SELECT table_name AS "Tables",
round(((data_length + index_length) / 1024 / 1024), 2) "Size in MB"
FROM information_schema.TABLES
WHERE table_schema = "$DB_NAME";
Or any other way to look for the data-size and indexes' size separately.
Or what configuration of each node would be needed to put my table completely in the memory without considering any replication factor.
Upvotes: 3
Views: 4118
Reputation: 11100
The key cache and row caches work rather differently. It's important to understand the difference for calculating sizes.
The key cache is a cache of offsets within files for locations for rows. It is basically a map from (key, file) to offset. Therefore scaling the key cache size depends on number of rows, not overall data size.
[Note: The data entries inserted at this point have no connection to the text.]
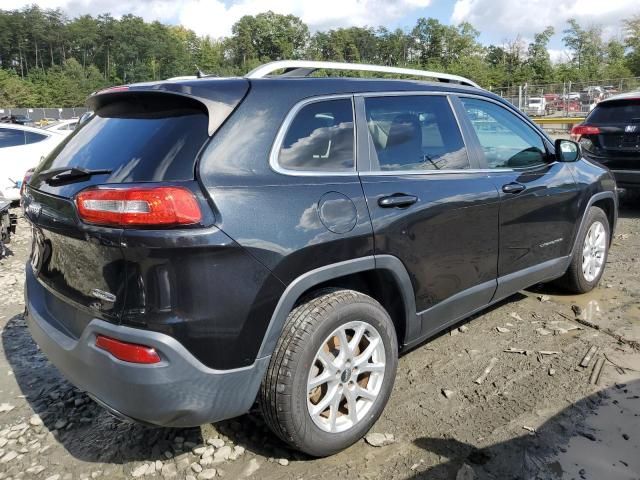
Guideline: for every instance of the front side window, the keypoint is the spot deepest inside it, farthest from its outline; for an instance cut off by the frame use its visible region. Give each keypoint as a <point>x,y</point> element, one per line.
<point>320,138</point>
<point>11,138</point>
<point>414,133</point>
<point>506,140</point>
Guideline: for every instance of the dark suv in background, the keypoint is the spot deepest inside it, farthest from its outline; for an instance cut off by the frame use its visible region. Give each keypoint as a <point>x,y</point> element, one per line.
<point>610,135</point>
<point>200,244</point>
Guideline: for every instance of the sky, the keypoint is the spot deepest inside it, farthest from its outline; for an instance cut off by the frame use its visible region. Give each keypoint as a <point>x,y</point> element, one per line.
<point>497,20</point>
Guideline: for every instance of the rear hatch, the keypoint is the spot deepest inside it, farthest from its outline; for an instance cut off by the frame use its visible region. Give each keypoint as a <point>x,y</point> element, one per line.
<point>611,134</point>
<point>143,136</point>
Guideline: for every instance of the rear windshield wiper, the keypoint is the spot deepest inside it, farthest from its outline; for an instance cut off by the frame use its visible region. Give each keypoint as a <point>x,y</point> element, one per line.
<point>63,175</point>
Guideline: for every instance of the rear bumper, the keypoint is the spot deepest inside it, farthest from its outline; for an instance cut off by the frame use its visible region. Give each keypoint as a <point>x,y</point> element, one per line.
<point>628,179</point>
<point>177,392</point>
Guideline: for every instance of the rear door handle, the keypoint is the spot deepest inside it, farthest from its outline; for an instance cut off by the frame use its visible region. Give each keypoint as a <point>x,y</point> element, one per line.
<point>513,187</point>
<point>397,200</point>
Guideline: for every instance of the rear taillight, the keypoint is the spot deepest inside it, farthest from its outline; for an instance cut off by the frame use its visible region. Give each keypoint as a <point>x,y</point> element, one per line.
<point>138,206</point>
<point>128,352</point>
<point>579,130</point>
<point>27,177</point>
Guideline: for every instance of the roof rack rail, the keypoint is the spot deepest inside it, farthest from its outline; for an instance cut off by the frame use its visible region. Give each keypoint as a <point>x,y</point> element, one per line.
<point>303,68</point>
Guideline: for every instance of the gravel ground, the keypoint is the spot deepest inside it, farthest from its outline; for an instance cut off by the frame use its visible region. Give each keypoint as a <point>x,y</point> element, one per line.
<point>534,416</point>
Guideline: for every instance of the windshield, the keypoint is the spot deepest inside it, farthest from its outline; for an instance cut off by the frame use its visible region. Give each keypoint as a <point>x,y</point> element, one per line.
<point>619,111</point>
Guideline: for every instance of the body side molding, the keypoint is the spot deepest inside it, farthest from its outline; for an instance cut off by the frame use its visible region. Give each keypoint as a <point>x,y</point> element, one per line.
<point>333,271</point>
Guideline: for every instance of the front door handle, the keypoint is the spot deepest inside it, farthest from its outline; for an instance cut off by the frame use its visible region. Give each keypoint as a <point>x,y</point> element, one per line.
<point>513,187</point>
<point>397,200</point>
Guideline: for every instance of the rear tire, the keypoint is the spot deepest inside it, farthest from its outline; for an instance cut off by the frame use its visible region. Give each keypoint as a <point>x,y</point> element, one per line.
<point>589,255</point>
<point>318,396</point>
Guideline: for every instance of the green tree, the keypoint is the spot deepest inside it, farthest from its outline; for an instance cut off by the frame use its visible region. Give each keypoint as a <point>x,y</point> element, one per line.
<point>632,42</point>
<point>539,60</point>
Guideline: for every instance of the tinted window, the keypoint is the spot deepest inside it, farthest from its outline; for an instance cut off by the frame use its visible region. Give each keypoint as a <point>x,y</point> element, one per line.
<point>146,138</point>
<point>320,138</point>
<point>415,133</point>
<point>616,112</point>
<point>32,137</point>
<point>507,141</point>
<point>10,137</point>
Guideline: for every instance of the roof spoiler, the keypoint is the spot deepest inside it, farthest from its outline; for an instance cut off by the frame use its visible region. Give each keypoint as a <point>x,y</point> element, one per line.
<point>220,96</point>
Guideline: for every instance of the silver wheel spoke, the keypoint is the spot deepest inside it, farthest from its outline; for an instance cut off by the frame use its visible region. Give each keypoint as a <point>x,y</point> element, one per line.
<point>326,401</point>
<point>345,352</point>
<point>321,379</point>
<point>364,356</point>
<point>364,393</point>
<point>357,338</point>
<point>371,367</point>
<point>333,410</point>
<point>327,360</point>
<point>351,405</point>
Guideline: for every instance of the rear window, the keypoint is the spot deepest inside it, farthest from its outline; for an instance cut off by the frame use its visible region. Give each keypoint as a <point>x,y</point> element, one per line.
<point>140,138</point>
<point>627,111</point>
<point>32,137</point>
<point>11,138</point>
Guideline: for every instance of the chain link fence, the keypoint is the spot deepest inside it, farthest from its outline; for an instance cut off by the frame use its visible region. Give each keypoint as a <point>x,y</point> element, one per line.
<point>566,99</point>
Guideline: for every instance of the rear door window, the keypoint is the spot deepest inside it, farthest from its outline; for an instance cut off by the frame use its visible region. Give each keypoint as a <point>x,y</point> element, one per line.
<point>11,138</point>
<point>506,140</point>
<point>139,139</point>
<point>320,138</point>
<point>414,133</point>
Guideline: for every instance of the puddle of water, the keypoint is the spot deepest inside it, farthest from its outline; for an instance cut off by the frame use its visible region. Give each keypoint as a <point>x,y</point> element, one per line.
<point>608,445</point>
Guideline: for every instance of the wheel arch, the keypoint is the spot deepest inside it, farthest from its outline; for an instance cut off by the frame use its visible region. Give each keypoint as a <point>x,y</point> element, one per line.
<point>608,202</point>
<point>384,277</point>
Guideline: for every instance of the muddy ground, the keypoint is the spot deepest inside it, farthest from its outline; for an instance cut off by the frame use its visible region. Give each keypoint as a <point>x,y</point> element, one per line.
<point>535,416</point>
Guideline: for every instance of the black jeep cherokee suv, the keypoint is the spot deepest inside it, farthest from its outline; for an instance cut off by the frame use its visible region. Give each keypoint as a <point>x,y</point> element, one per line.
<point>200,244</point>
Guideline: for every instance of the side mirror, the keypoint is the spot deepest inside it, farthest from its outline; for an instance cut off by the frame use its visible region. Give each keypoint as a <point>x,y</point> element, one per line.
<point>567,150</point>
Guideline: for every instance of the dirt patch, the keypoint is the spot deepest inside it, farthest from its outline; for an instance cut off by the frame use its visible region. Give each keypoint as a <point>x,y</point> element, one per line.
<point>535,415</point>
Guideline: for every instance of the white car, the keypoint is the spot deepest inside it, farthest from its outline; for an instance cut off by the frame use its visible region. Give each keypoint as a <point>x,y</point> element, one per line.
<point>21,148</point>
<point>65,127</point>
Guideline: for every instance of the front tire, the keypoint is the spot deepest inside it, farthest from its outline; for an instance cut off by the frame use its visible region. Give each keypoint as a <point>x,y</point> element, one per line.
<point>590,254</point>
<point>331,373</point>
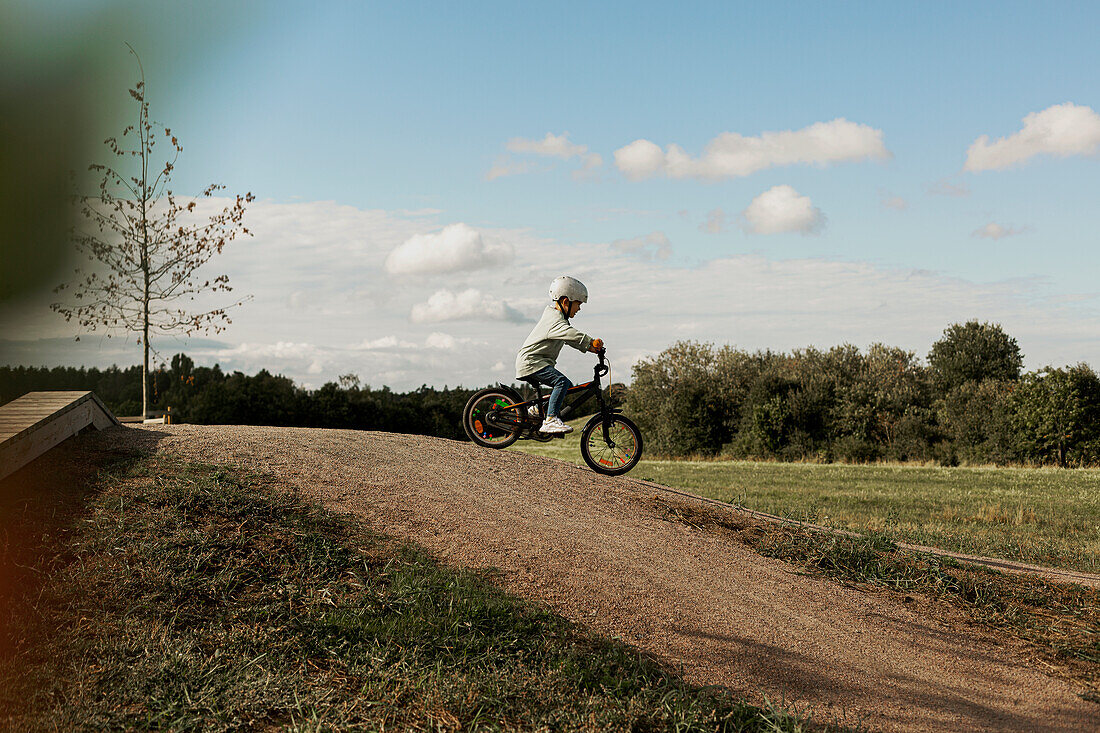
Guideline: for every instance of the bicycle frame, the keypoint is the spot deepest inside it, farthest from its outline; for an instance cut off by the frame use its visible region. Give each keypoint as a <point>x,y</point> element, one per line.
<point>580,393</point>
You can find the number of rows from the 'Number of keys' parameter in 'nodetool cfstats'. Note this is per node, not a total, but that's what you want to decide on cache sizes. The default size is min(5% of Heap (in MB), 100MB), which is probably sufficient for most applications. A subtlety here is that rows may exist in multiple files (SSTables), the number depending on your write pattern. However, this duplication is accounted for (approximately) in the estimated count from nodetool.
The row cache caches the actual row. To get a size estimate for this you can use the 'Space used' parameter in 'nodetool cfstats'. However, the row cache caches deserialized data and only the latest copy so the size could be quite different (higher or lower).
There is also a third less configurable cache - your OS filesystem cache. In most cases this is actually better than the row cache. It avoids duplicating data in memory, because when using the row cache most likely data will be in the filesystem cache too. And reading from an SSTable in the filesystem cache is only 30% slower than the row cache in my experiments (a while ago, probably not valid any more but unlikely to be significantly different). The main use case for the row cache is when you have one relatively small CF that you want to ensure is cached. Otherwise using the filesystem cache is probably the best.
In conclusion, the Cassandra defaults of a large key cache and no row cache are the best for most setups. You should only play with the caches if you know your access pattern won't work with the defaults or if you're having performance issues.
Upvotes: 1